Other sections exclude legally present immigrants, such as refugees and those who have obtained asylum, benefits, including Medicare, Medicaid and the additional nutritional aid program. Another provision excludes children from the children’s tax credit if their parent has no social security number.
Praise and contempt
Altman, whose organization has closely followed the aspects of immigration to the financing bill, said that people can examine legislation in two ways: an overview – as a 150 billion dollars infusion to overcome what Trump administration has already started – or surgically, as a series of political changes that will not be easy to undo the most fundamental needs. “”
Bush-Joseph had a different view. She said funding strengthens an obsolete and inflexible immigration system without fundamentally changing it.
“This is why there is all this money on the border, even if there are not many people who come now,” she said.
Money alone will not change things overnight, said Bush-Joseph. It takes time to hire people and open detention facilities. Immigration judges will always have a backlog of massive cases. And bringing foreign countries to accept accepting more deportees is difficult.
“Stop and have people with private entrepreneurs did not make you hear an El Salvador agreement to take five other planes per week,” she said.
During a White House event on Thursday, Trump urged the congress to quickly adopt the bill, saying that it “will be the most important element of border legislation forever crossed the soil of the Congress”.
Senator Rand Paul de Kentucky, one of the three Republicans who voted against the bill on Tuesday, called him “reckless spending”, writing on X: “I am absolutely to hire new people to help guarantee our borders, but we do not need it insofar as this is in this bill, especially when our border is largely contained.”

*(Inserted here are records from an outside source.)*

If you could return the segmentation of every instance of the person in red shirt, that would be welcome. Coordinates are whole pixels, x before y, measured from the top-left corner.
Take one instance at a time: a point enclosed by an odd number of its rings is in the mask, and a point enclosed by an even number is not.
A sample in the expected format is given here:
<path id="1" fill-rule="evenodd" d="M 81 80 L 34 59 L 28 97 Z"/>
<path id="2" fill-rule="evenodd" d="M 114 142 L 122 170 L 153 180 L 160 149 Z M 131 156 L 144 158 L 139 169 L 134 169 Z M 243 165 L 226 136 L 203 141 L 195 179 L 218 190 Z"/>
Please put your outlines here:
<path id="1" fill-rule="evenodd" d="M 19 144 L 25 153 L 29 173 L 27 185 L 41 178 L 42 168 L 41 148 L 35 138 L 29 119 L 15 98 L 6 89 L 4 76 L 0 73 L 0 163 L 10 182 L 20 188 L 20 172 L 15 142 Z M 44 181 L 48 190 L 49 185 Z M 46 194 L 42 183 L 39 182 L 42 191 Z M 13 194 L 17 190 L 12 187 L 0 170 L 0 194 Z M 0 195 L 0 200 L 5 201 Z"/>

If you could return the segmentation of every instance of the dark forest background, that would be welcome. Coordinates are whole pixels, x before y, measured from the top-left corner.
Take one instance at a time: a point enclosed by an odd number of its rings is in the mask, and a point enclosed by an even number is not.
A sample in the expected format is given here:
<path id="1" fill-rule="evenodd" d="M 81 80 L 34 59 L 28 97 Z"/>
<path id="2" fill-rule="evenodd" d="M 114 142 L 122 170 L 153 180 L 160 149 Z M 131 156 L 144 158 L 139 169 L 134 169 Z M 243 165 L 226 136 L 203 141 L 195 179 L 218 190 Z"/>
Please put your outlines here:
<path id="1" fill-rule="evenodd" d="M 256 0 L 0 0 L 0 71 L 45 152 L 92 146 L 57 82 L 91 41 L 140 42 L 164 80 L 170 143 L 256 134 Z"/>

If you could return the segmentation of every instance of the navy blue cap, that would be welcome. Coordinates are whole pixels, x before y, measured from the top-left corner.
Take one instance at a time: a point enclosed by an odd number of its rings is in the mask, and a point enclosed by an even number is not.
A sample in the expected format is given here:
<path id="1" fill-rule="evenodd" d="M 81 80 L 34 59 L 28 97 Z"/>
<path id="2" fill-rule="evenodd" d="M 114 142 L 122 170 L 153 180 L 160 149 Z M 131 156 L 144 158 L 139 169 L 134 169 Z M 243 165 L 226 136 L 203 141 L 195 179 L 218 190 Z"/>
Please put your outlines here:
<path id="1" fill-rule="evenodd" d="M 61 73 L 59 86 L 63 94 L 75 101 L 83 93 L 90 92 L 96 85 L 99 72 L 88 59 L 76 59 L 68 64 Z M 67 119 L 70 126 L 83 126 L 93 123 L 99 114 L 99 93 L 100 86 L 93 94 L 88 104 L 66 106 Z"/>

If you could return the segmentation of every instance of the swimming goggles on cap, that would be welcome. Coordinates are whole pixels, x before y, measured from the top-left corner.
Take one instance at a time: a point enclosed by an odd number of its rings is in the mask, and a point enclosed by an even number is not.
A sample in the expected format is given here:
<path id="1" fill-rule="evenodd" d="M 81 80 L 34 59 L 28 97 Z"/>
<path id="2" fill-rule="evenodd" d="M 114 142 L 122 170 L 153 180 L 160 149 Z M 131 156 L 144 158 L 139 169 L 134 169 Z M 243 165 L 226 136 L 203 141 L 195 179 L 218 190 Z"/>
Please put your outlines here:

Through the political aisle, the Democrats, including the Senator of California, Alex Padilla, criticized the bill, claiming that the funding linked to immigration increases to a change in substantial policy.
“One might think that perhaps for a moment, the Republicans would take this process of reconciliation as an opportunity to do what they said before wanting to do and modernize the immigration system of our country,” said Padilla last month. “But this is not the case.”